Announcing the 2024–25 Cohort of Buffett Faculty Fellows
The Northwestern Roberta Buffett Institute for Global Affairs is pleased to announce our cohort of non-residential faculty fellowships for the 2024–25 academic year. These fellowships support Northwestern faculty who are conducting research outside of the contiguous United States.
Iza Ding’s (Political Science) book project Green Waves documents global histories of modern environmentalism, zeroing in on cases across the United States, Europe and Asia. Ding demonstrates the malleability of environmentalism as a political idea from its conservative-romanticist origins, through a liberal movement galvanized by labor activists and anti-war protestors, up to the present, when conservatives are gradually discovering the political limits of climate-change skepticism and denial.
Katherine E. Hoffman’s (Anthropology and MENA Studies) project Adjudicating Family: Islam, Adoption, and Human Rights at Home and in Court examines the lived experiences and legal culture around Islamic guardianship (kafala) and the adoption of North African children in transnational perspective.

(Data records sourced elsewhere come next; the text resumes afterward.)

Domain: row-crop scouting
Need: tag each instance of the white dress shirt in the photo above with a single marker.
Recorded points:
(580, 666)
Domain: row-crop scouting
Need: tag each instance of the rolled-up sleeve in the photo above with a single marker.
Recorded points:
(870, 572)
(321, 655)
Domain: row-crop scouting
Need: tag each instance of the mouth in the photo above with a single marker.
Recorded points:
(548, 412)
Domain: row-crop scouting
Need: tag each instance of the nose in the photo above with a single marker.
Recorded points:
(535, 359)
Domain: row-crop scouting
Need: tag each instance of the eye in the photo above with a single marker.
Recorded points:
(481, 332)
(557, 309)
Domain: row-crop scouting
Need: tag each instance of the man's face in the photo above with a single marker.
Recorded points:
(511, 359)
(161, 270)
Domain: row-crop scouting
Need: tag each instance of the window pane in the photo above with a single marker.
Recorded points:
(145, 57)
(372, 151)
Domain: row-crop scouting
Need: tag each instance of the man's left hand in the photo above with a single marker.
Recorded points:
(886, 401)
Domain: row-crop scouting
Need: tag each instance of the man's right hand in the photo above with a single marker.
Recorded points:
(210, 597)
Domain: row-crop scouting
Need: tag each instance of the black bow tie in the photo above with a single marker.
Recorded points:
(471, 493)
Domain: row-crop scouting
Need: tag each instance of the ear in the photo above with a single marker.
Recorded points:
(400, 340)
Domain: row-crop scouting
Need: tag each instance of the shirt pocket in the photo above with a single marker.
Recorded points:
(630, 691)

As the inaugural Buffett/Kaplan Global Humanities Fellow, Heather Jaber (Communication and Liberal Arts, Northwestern Qatar) will work on her book project Feeling Like the Global South, which offers bahdala—the Arabic word for a humbling ridicule—as an emotions framework for the underlying economy of the Internet and the way it structures global belonging.
Daniel Majchrowicz’s (Asian Languages and Cultures) Hindi: A Global History is a historical and ethnographic study of Hindi’s global rise and stubborn persistence that asks what it might mean to become a citizen of the world through a subaltern language of the global South.

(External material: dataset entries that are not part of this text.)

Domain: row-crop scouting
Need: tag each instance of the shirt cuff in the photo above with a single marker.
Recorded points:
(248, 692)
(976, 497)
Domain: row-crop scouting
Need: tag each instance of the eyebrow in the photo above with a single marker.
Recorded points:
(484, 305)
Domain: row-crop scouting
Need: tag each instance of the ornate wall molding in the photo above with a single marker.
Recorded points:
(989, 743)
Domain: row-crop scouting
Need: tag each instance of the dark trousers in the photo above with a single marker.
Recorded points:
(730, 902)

Zekeria Ahmed Salem (Political Science), in a project tentatively titled Islamic Knowledge Unbound: Mauritania and the Making of Global Islamic Authority (19th–21st century), investigates how The Islamic Republic of Mauritania, a little-known corner of the Western Sahara, earned an outsized influence in global arenas of Sunni Islamic knowledge and religious authority.
Özge Samancı (Radio/Television/Film) will work on her graphic novel Not Here But Everywhere, which explores the core questions of international migration studies through an engaging, accessible story of transformational change, cultural difference, and escape from trauma, featuring two main characters from Turkey and the United States.

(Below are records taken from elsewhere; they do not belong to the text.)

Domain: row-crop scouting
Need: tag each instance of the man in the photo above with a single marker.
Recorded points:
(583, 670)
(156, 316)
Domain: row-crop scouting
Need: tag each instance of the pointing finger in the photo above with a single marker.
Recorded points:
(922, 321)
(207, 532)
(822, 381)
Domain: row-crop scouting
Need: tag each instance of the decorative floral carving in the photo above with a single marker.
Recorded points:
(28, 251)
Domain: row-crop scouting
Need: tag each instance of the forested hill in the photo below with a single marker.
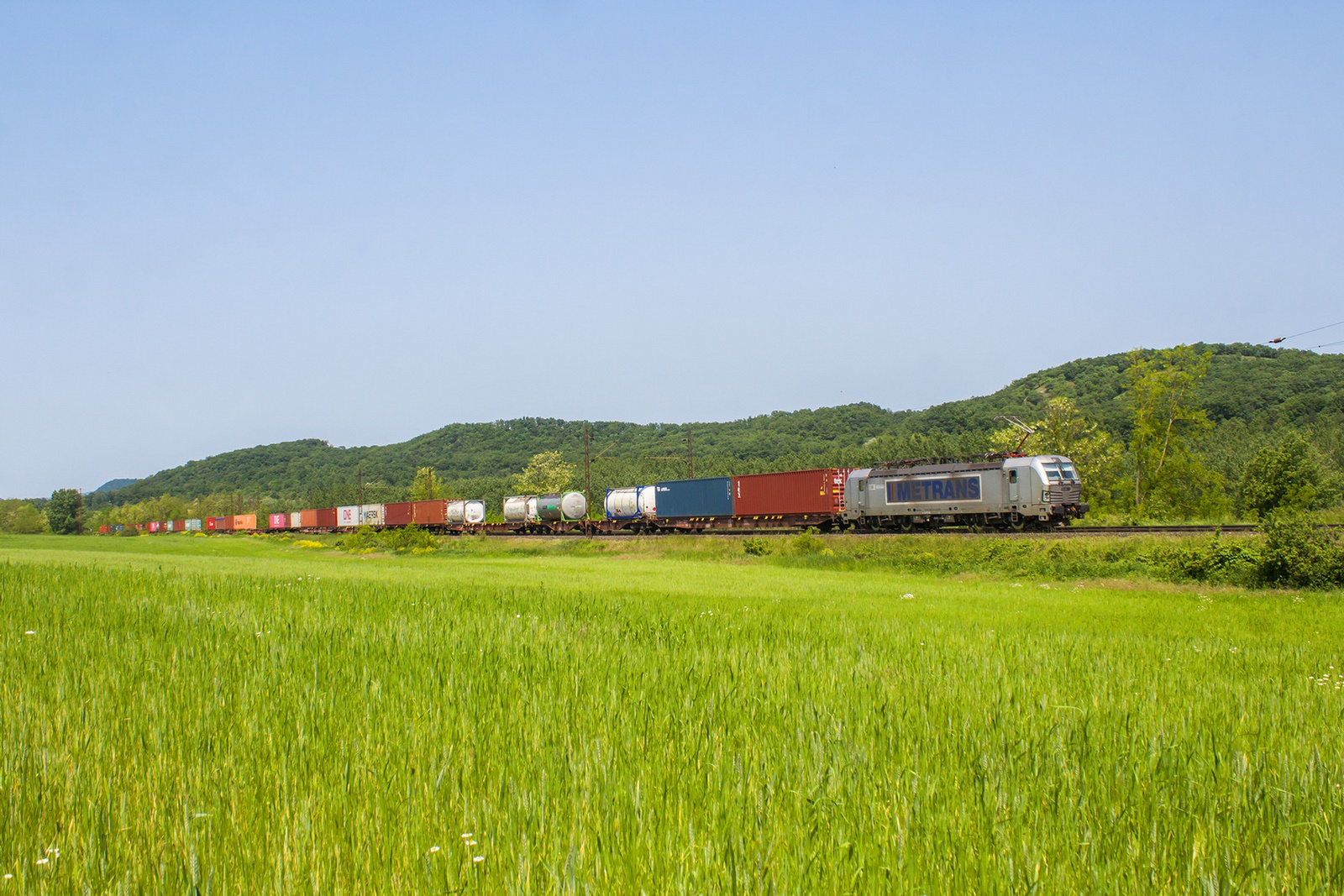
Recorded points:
(1250, 390)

Elizabeth Son (Theatre), in Holding Histories: Korean Diasporic Women’s Art and Activism, explores how contemporary Korean diasporic women harness the power of embodied culture to grapple with histories of social and political violence. Her project showcases the richness of Korean diasporic women’s aesthetic innovations and activist collaborations in addressing issues around peace and security, racial and gender-based justice, and environmentalism and sustainability.
Christopher Udry (Economics), in Economic Organization of Households and Communities in West Africa, will focus on changes in institutions, with particular attention to seasonality, risk and economic, social and environmental heterogeneity.
In the academic year following their fellowships, these faculty will give public talks at the Buffett Institute to share their new work.